Problèmes émergeant dans les soins

Discussion sur des cas complexes (Panel)

Cas 1 :

Patiente sous Met et prenant Quiétapine, Olanzapine, Amitriptylline. Son QTc est à 440 msec. Si elle a une diarrhée, la supplémenter. Elle est au bord, ne rien changer (site : Qtdrug.org)

Elle a une dépendance à la cocaïne qui a une influence sur l’espace QTc.

Bien sûr, elle n’écoutera pas les conseils d’éviter la cocaïne. En ambulatoire, lui faire un ECG de 24 heures et regarder ce qui se passe, quand elle est endormie.

La cocaïne a un effet sur QTc, très agressif et très rapide. Alors faut-il changer la met ?

L’allongement du QTc peut-être très variable et dépend de changement d’humeur, de tonus, de stress, de la prise de cocaïne et passer alors à 500 ou 600 msec , provoquer un battement prématuré et ainsi une TdP
Pour ce qui de la combinaison de médicaments, elle n’aime pas les poly thérapies car elle est très préoccupée par les interactions médicamenteuses. Elle ne sait pas pourquoi la Quiétapine a des effets indésirables 5prolongation QTc). Elle réévaluerait le besoin d’Amitriptylline (TP borderline, psychothérapie à la place ?)

Cas 2 :

Homme de 49 ans, dépendant opioïde depuis 10 ans, présentant des TP. Autres dépendances : Alcool, cocaïne. 80 mg de Met, pas de drogues de rue.

Traitement par rifampicine pour tuberculose, l’a conduit à donner 400 mg de Met. Il n’a jamais donné autant de Met

L’expert propose de passer à la Rifabutine, tout autant efficace que la Rifampicine.

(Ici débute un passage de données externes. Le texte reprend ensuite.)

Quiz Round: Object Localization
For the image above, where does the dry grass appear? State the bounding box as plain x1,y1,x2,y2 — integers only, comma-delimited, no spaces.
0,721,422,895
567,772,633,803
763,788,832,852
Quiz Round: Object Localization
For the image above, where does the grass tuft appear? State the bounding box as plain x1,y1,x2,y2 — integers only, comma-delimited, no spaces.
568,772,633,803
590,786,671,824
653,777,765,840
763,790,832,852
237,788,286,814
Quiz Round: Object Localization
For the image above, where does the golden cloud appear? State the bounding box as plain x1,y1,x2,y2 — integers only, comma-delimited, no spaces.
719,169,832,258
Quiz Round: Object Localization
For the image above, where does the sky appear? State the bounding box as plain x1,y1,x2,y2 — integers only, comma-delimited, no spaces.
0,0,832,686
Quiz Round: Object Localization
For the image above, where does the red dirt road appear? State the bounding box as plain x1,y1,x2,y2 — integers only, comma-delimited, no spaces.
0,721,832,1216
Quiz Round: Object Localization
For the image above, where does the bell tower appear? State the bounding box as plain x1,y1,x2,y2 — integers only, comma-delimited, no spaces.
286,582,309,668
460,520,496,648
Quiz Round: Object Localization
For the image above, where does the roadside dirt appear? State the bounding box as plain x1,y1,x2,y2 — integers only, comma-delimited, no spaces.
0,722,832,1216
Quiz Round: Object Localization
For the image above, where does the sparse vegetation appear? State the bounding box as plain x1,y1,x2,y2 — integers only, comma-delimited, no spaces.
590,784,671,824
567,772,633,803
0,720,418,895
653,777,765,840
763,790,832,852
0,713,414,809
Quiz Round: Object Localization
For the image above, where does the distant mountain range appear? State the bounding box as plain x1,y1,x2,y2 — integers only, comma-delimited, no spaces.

Elle ne passerait pas à la Bup, car avec la Met, pas de consommation de drogues de rue.

A la fin de l’arrêt de l’inducteur (Rifampicine : Induction totale en 1 semaine et 10 jours), diminution progressive sur 2 semaines (Voir le patient tous les jours)

Le patient connaît des creux et des pics (Différences importantes de Méthadonémies ?)

Au total, il est proposé que ce patient passe à 350 mg en fractionné sans passer à la Rifabutine

Cas 3 :

Homme de 30 ans, dépendant à la BUP IV (12 à 16 mg/jour), épileptique (lésions cérébrales), TP borderline. Autres dépendances : Prégabaline, BZD. Il est traité avec 165 mg de Met depuis 2 ans. Il prend aussi de la Zopiclone 7, 5 mg, de l’acide valproïque, du clonazepam, de la pregabaline.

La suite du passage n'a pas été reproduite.